We lost a good man
at the bus barn.
I want to tell you about my friend Carlos.
Around two years ago I met Diana, a bus driver in training. My friend and coworker, Ida, told me that Diana was a professional singer. I had seen Diana and said hello but we hadn’t met until then. Diana was very sweet and had a kind smile. She said she was from Colombia and had been living in Miami with her husband Carlos. Carlos was managing Diana’s music career. After a few years in Miami they decided to give Austin’s thriving music scene a try. I had seen Carlos around but we had not met. Diana introduced us and we liked each other instantly.
Diana had been working to improve her English and was looking for someone with whom she could sing in English and Spanish. My wife Chrissie had been working very intensely learning to speak Spanish and was doing very well. She was writing songs in Spanish and was actively looking for Spanish speaking musical partners.

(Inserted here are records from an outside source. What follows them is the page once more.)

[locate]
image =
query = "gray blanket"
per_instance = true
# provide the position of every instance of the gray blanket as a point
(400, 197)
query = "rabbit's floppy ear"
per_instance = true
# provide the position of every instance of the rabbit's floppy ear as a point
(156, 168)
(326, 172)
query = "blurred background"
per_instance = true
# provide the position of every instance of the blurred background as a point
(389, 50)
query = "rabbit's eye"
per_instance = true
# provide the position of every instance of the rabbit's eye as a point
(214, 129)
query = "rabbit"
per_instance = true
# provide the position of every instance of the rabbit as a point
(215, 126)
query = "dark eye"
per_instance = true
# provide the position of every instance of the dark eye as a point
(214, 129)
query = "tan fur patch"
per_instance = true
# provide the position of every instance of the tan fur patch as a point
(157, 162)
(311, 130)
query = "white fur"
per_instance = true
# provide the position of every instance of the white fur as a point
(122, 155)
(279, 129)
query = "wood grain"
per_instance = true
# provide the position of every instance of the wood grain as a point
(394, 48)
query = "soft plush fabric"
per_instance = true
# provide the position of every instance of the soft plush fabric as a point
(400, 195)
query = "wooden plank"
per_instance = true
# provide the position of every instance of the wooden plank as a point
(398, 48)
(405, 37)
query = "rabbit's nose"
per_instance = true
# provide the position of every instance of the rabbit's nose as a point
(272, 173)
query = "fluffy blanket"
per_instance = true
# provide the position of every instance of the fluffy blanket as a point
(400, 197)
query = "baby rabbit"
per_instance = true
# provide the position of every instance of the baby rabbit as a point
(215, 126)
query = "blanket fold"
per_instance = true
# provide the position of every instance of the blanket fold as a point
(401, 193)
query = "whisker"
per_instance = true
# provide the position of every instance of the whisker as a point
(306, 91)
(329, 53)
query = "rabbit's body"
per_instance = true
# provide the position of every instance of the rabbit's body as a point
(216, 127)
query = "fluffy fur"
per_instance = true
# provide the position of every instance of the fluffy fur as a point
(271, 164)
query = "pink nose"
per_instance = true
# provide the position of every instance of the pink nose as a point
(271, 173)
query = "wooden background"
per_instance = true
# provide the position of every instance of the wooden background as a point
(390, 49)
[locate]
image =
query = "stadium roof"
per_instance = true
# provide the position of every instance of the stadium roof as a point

I said to Diana, “I have the perfect person for you to meet!”
Chrissie and Diana became fast friends and started working on music together. They sang a bilingual duet in which Diana sang in English while Chrissie sang in Spanish.
Carlos had a plan. They would move to Austin and work as school bus drivers while they got established in the music scene. The schedule would give him time to focus on furthering Diana’s music career.
The end of the school year was just around the bend when my friend Addie at the Westcave Preserve asked me if I would be interested in driving a bus for them that summer. Westcave Preserve is one of my favorite field trip destinations and I loved that she asked me but I had to decline as Chrissie and I would be traveling and touring all summer.
Soon after that, Carlos told me he was looking for part time summer work. He was the new guy and they didn’t have any summer routes available to him.
I said, “I have the perfect job for you!”
I put Carlos in touch with Addie and he got the summer job.
Carlos was very happy to be driving for Westcave Preserve doing nature field trips. He told me that he ran a non-profit nature conservancy organization in the past. It was perfect! I loved how things were falling into place for my new friends.
Then came the bomb shell. About a year ago Carlos was diagnosed with pancreatic cancer, the same disease that took my father three years earlier.
Carlos had a remarkably realistic, yet positive outlook.
He said the doctors told him he might have a year or so. Carlos told me that he didn’t necessarily believe them and their numbers. He was going to do his best to stick around and be healthy. He said, “If I am going to die, I’m going to live every day until I do.”
And live he did.
Carlos was out driving the bus whenever his health and chemo treatments allowed.
He and Diana traveled to Miami, France, Greece, and Colombia over the summer.
They spent time with family and friends.
Three days ago Chrissie and I visited Carlos in the hospital. He was weak and in pain but he smiled and welcomed us with open arms when he saw us. I played my guitar for him. He loved Pachelbel’s Canon in D so I played it.
I can’t say enough good things about Carlos. His presence made me feel like everything was going to be okay, even when it was obvious it wasn’t.
I’ll miss you, my friend.
I hope I don’t write another tribute for a long, long time.